Every post by this person is the exact same and in inappropriate threads.

amdnice0, please stop trolling. 

reported


----------



## unpopular

In general, as far as I know (and I am not an attorney or have otherwise any special training in this legal matter) so long as the model isn't engaged in a sexually explicit manner then it is protected. However, what "sexually explicit" entails is so highly variable from person to person, religion to religion, culture to culture, it's almost impossible to know if you've crossed that line. I believe in one case, Mann perhaps, the judge concluded that pornography was something "he knew when he saw it".

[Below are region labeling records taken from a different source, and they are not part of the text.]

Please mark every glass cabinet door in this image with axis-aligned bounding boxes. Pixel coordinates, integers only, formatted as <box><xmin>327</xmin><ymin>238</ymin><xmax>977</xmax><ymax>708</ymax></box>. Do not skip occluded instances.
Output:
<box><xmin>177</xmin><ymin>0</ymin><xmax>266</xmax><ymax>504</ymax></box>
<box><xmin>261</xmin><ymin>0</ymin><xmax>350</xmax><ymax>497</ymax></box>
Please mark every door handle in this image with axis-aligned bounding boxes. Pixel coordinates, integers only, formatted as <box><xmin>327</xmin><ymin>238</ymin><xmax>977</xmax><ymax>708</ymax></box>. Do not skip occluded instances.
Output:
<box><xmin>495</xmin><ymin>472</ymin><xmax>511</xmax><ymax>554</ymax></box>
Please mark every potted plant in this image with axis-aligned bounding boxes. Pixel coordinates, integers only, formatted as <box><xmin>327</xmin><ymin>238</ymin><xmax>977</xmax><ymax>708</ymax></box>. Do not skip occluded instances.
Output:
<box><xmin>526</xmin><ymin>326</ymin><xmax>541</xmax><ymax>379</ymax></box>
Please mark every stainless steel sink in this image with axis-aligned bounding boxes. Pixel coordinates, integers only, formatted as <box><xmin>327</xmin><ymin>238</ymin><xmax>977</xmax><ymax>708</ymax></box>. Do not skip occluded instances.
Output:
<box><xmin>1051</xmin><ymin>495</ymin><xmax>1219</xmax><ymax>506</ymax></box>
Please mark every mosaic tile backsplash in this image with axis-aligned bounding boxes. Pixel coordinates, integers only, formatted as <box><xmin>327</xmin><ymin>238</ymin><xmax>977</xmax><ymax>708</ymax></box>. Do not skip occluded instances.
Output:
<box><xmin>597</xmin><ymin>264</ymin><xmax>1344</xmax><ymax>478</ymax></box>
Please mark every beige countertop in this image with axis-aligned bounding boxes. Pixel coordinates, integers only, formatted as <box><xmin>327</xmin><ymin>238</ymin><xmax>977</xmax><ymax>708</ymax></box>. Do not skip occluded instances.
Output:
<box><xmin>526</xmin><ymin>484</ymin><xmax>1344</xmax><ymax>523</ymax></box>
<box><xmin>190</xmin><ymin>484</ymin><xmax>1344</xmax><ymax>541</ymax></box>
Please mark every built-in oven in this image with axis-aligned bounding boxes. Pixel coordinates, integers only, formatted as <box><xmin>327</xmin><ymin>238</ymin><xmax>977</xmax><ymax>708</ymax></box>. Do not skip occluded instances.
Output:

Some people who are very conservative would say any form of nudity is sexual by it's nature, and society as a whole has a "better to lock up a person for child porn than risk a pedophile on the street" kind of attitude. It's just not worth even approaching, IMO, unless you are a making specific statement which cannot be done any other way - then you need to ask yourself how dedicated you are to this project, because it is very possible that it will blow up into a huge deal. If you've just found a pretty, 16 year old model whom you want to photograph nude, OTOH, forget it.


----------



## slackercruster

cgipson1 said:


> Jaemie said:
> 
> 
> 
> Forget the law. It won't protect you from someone with an agenda.
> 
> 
> 
> 
> I agree.. but that doesn't make it right! Between the religionists on one side, and the sicko pervs on the other... it can be a very nasty situation. No matter how pure the intentions of the photographer! (but that doesn't make it wrong.. just a political and social nightmare!)
Click to expand...



Sure, if someone has it in for you then you get hauled in for whatever. But I like to know generally where things stand.


----------



## xjoewhitex

Personally I won't shoot anyone under the age of 18, or 19 in my neighboring state just to cover my ass. I shoot nudes and rarely anything else, I have had minors approach me wanting to do a implied type shoot but even with the thought of it I get a little nervous. I see no problem with nudity with minors as long as it is art, because there is a true form of beauty and innocents from it.. but its not for me.


----------



## cgipson1

unpopular said:


> In general, as far as I know (and I am not an attorney or have otherwise any special training in this legal matter) so long as the model isn't engaged in a sexually explicit manner then it is protected. However, what "sexually explicit" entails is so highly variable from person to person, religion to religion, culture to culture, it's almost impossible to know if you've crossed that line. I believe in one case, Mann perhaps, the judge concluded that pornography was something "he knew when he saw it".
> 
> Some people who are very conservative would say any form of nudity is sexual by it's nature, and society as a whole has a "better to lock up a person for child porn than risk a pedophile on the street" kind of attitude. It's just not worth even approaching, IMO, unless you are a making specific statement which cannot be done any other way - then you need to ask yourself how dedicated you are to this project, because it is very possible that it will blow up into a huge deal. If you've just found a pretty, 16 year old model whom you want to photograph nude, OTOH, forget it.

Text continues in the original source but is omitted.